Com essas e eventualmente outras estruturas, Dilma tenta consolidar a gestão plena da máquina pública federal. Isto é, além de apoiar seus planos nas agências reguladoras, criadas na administração de Fernando Henrique Cardoso (1995-2002), e nas estatais "turbinadas" sob Lula, como Petrobras, Caixa e o Banco Nacional de Desenvolvimento Econômico e Social (BNDES), Dilma lança mão de empresas com perfil estruturante, com prerrogativa de planejar e monitorar a ação pública e privada.
Será assim no caso das duas novas estatais. A Embrapii terá o objetivo de intermediar a relação entre centros de pesquisa tecnológica e o parque manufatureiro, à semelhança do que faz a Embrapa com a produção nacional agrícola. Já a autoridade portuária, caso seja criada, servirá de coordenadora dos portos, monitorando chegadas e partidas de navios.
O perfil de atuação do Estado é pragmático. Diante do enorme e crescente déficit no regime previdenciário do setor público federal, de R$ 60 bilhões por ano, Dilma não pestanejou, e logo nos primeiros meses de governo elencou a aprovação no Congresso do novo regime previdenciário como prioridade legislativa - ao final de 12 meses, aprovou e sancionou a Fundação Nacional de Previdência Complementar do Servidor Federal, que entra em vigor em 2013.
A Funpresp foi gestada sob FHC, entre 1997 e 2000, e transformada em projeto de lei nos anos Lula, que desistiu de aprová-la no Congresso diante da forte oposição dos sindicatos de servidores. Outros exemplos do modelo Dilma têm sido a atuação mais incisiva das agências criadas pelos tucanos nos setores de telefonia, energia e aviação, reforçando o papel do Estado na economia.
As informações são do jornal O Estado de S. Paulo.
****** COMENTANDO A NOTÍCIA:
Foi seguindo este tipo de política caolha, que o Brasil precisou, mais tarde, amargar 25 anos de estagnação econômica, com todas as nocivas consequências sociais que tal situação nos deixou.

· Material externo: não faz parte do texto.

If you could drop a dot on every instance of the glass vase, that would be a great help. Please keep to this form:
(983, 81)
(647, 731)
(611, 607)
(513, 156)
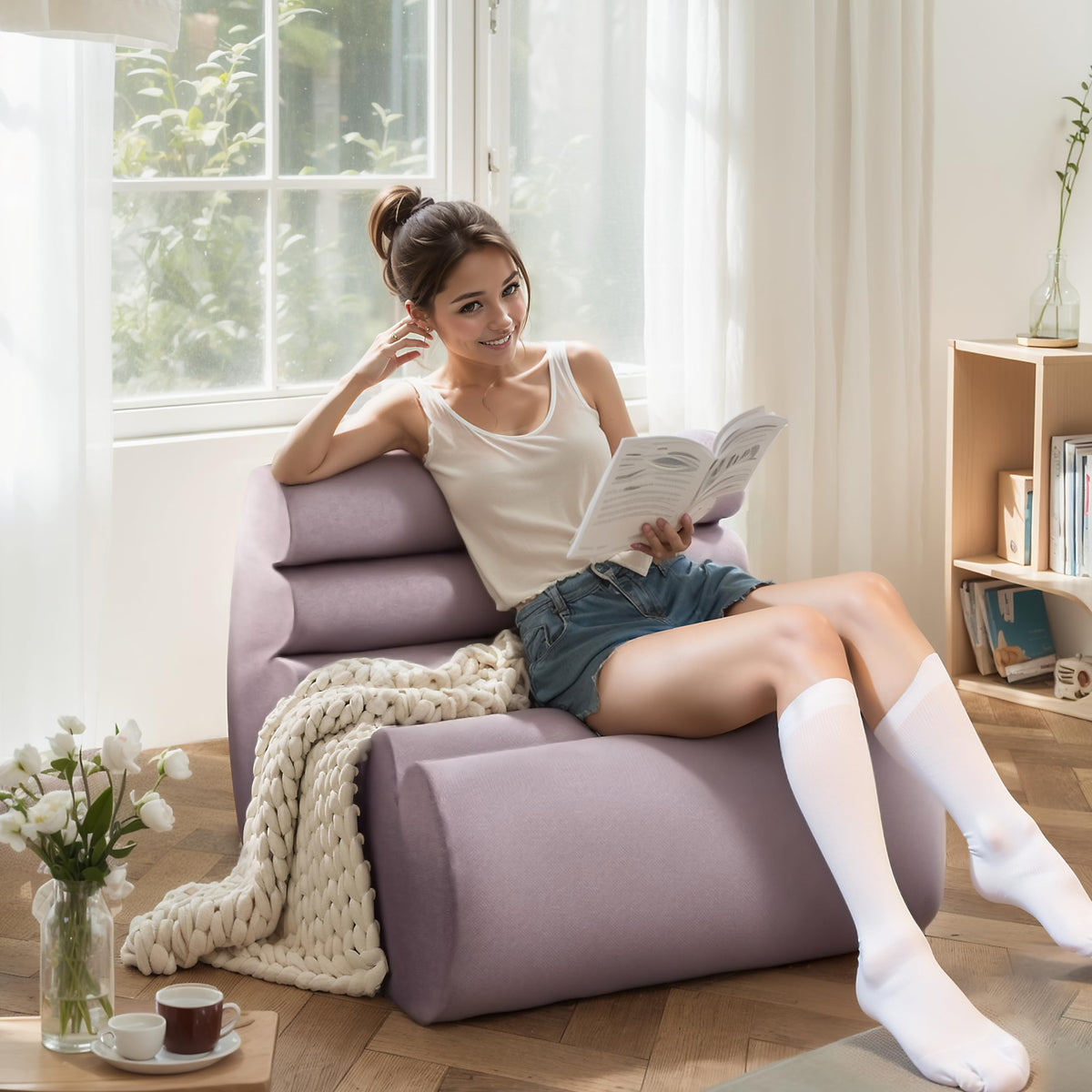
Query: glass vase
(1054, 310)
(76, 965)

O país precisou aprender amargamente que este tipo de gestão pública é um caminho sem volta. Corrigi-lo, quando o mal já se achar instalado, vai nos custar muito caro.
Insistir nesta política, é condenar o Brasil a não ter futuro. Não há economia que resista a este tipo de engessamento dos gastos públicos. O país já queima 40% de sua riqueza na sustentação de uma estrutura mastodôntica do Estado que, está mais do que visto, a cada ano reduz sua capacidade de investimento, pela necessidade de aumentar mais e mais os gastos com uma máquina pública cada vez mais cara e ineficiente.
Precisamos acabar com esta ideologia estúpida de que o problema do Brasil é ter menos Estado. Precisamos adotar a visão moderna de que o tamanho do Estado tem que ser proporcional à sua capacidade de ser eficiente.
Quanto mais estatais inúteis, e as que a soberana imperial tenciona criar não passam disso, maior serão os canais de desperdício e corrupção. Este tipo de gasto só agrava ainda mais a já incipiente capacidade deste Estado em qualificar os serviços que oferece à sociedade.
A opção Dilma de "...lançar mão de empresas com perfil estruturante, com prerrogativa de planejar e monitorar a ação pública e privada..." é a assinatura um atestado de incapacidade e incompetência do próprio governo em fazer funcionar os órgãos reguladores e fiscalizatórios já existentes. Como não funcionam, ou funcionam mal, dê-lhe criar novos mecanismos superpostos para cumprir o papel que os agentes atuais não cumprem. E, claro, a consequência disto é alargar ainda os horizontes de desperdício de recursos públicos.